Replacement of lost teeth is not only an aesthetic procedure but also a practical restorative one. Our teeth are designed to allow us to chew our food, which aids our digestion. If we lose a tooth, then that weakens the surrounding teeth, and the more teeth we lose, the less efficient our ability to chew becomes. Losing numerous teeth will also change our diet as we will have to resort to eating only soft, easily digestible foods. So, dental implants help to restore our ability to chew our food correctly.

The implantation procedure

This procedure requires a thorough examination, which will include a comprehensive and in-depth analysis of a patient’s medical history. Numerous x-rays and scans are also needed to ensure that the jawbone is solid enough. If the jawbone is not dense enough to support an implant, a bone graft may be necessary to increase the volume of bone.

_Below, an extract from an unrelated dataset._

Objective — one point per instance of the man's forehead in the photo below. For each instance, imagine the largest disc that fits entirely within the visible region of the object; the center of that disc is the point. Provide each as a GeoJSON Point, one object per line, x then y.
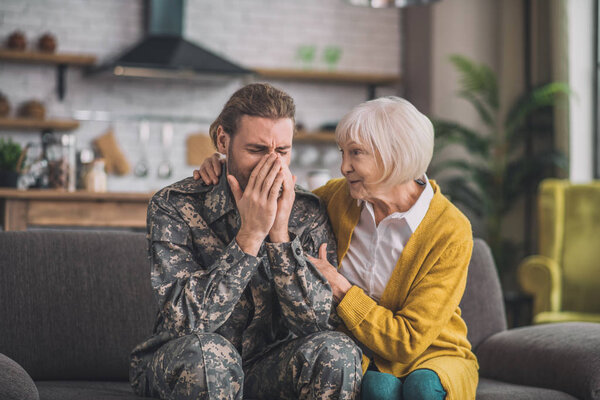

Once it is decided that implantation can proceed, an incision will be made into the gum, and a small hole will be drilled into the jawbone. A titanium post will then be screwed into the hole and act as the root, and a temporary abutment will be inserted onto the post. Normally, the healing period takes about 5 to 6 months after the part of the procedure is completed; however, there are occasions when the entire procedure can be carried out within one day. During this period, the replacement crown can be made from moulds that were taken, and this crown will be shaped and coloured to match the patient’s natural teeth.

After the healing period, it will be necessary for the patient to attend another appointment, during which the temporary abutment will be removed and a permanent one put in its place. A crown will then be placed onto the abutment; this ensures that the crown has a solid base. It is recommended that the patient not chew on anything hard for about 2 weeks to allow the new tooth to settle.

The ability to eat as normal restored

Treatment with dental implants has helped thousands of patients return to being able to chew food well. They have also allowed patients to regain their confidence and smile, knowing that their teeth are radiant and beautiful.